NASA’s Europa Clipper Mission launched on October 14, marking the first comprehensive examination of Jupiter’s moon Europa, which is believed to have an ocean containing more water than any other location in the known universe, including Earth. Although this mission does not specifically search for life, the presence of water has always been associated with life on our planet.
Europa is thought to conceal an ocean beneath its icy exterior, prompting the inclusion of an ice-penetrating radar instrument known as Radar for Europa Assessment and Sounding: Ocean to Near-surface (REASON). This tool will investigate the ice to find indications of the ocean while also providing insights into the characteristics of the ice itself, including its thickness and structure. Additionally, REASON aims to map Europa’s surface topography and composition and detect any water plumes that may be erupting from the ice.

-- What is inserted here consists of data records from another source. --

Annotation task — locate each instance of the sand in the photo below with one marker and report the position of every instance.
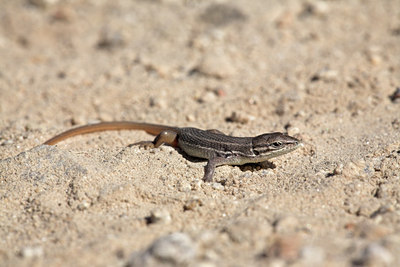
(322, 71)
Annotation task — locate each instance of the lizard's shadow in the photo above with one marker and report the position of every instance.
(244, 167)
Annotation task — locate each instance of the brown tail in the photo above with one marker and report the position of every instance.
(153, 129)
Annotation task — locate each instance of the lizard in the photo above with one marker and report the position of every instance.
(218, 148)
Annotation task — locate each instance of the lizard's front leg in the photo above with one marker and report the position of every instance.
(210, 167)
(165, 137)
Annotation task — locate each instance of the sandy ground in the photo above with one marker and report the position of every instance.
(323, 71)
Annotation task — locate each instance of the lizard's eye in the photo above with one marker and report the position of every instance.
(276, 144)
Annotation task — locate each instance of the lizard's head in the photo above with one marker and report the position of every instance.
(274, 144)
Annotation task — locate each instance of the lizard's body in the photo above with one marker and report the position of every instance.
(216, 147)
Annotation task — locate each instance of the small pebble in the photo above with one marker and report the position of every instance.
(354, 169)
(193, 204)
(171, 250)
(395, 97)
(315, 8)
(326, 75)
(83, 206)
(240, 117)
(286, 247)
(312, 256)
(161, 216)
(218, 186)
(286, 224)
(30, 252)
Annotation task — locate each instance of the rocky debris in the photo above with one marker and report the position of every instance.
(160, 216)
(222, 14)
(171, 250)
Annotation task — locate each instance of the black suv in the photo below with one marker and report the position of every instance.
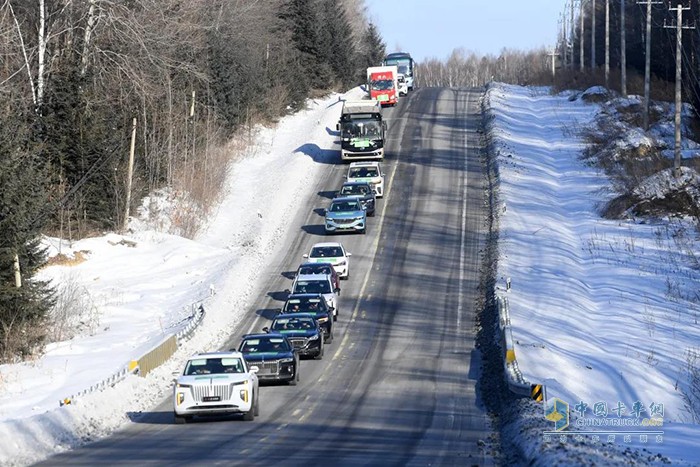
(273, 354)
(303, 332)
(361, 190)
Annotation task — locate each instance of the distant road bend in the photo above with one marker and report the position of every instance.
(398, 384)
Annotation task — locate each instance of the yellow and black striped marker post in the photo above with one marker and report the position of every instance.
(536, 392)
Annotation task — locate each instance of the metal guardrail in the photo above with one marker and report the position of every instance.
(514, 377)
(149, 361)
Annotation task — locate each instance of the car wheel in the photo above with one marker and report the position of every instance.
(249, 416)
(181, 419)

Dustin Schroeder, an associate professor of geophysics and electrical engineering with expertise in radar technology related to glaciers, is part of the REASON science team, a path that connects back to his PhD studies at the University of Texas with Donald Blankenship, the leader of the radar team.
“Had you told my 18-year-old self that I would witness the launch of a NASA Flagship Mission, being involved in both science and engineering, I would have struggled to believe it,” said Schroeder.
While NASA emphasizes that the Europa Clipper is not a mission aimed at detecting life, it does focus on exploring the habitability of the moon. The spacecraft’s tools and investigations are designed to analyze the conditions affecting Europa’s evolution, its ice shell, and its subsurface ocean. A better comprehension of these factors will enhance assessments of its potential habitability and help refine future missions designed to search for possible life in areas where it is most likely to exist.
As for the potential outcomes of the mission, Schroeder mentioned the hope for discovering areas of potentially habitable water within the upper layers of the ice shell. Additionally, he expressed enthusiasm for the innovative dual-frequency, dual-channel interferometric radar data that will be generated, which represents a pioneering approach in planetary radar technology. This mission promises to yield significant advancements in both scientific knowledge and engineering techniques.
Schroeder’s work on Earth involves “Radio Glaciology,” which encompasses the science and engineering related to ice-penetrating radar. His research team develops radar systems to better understand the dynamics, behaviors, and sea-level impacts of Earth’s ice sheets and glaciers. The methodologies and technologies developed for the Europa mission are expected to enhance ongoing terrestrial research.
The preparations for the Europa Clipper Mission have already contributed significantly to research on Earth. The team has established a passive radar technique utilizing solar radio noise to investigate Greenland’s Ice Sheet. They have identified processes involving surface melt refreezing and fracturing within the shallow firn layer of ice. Additionally, efforts are underway to integrate active radar data with passive radiometer measurements for assessing ice sheet temperature profiles. The interconnections between the work for Europa and terrestrial studies highlight a remarkable exchange of ideas and methods across scientific disciplines.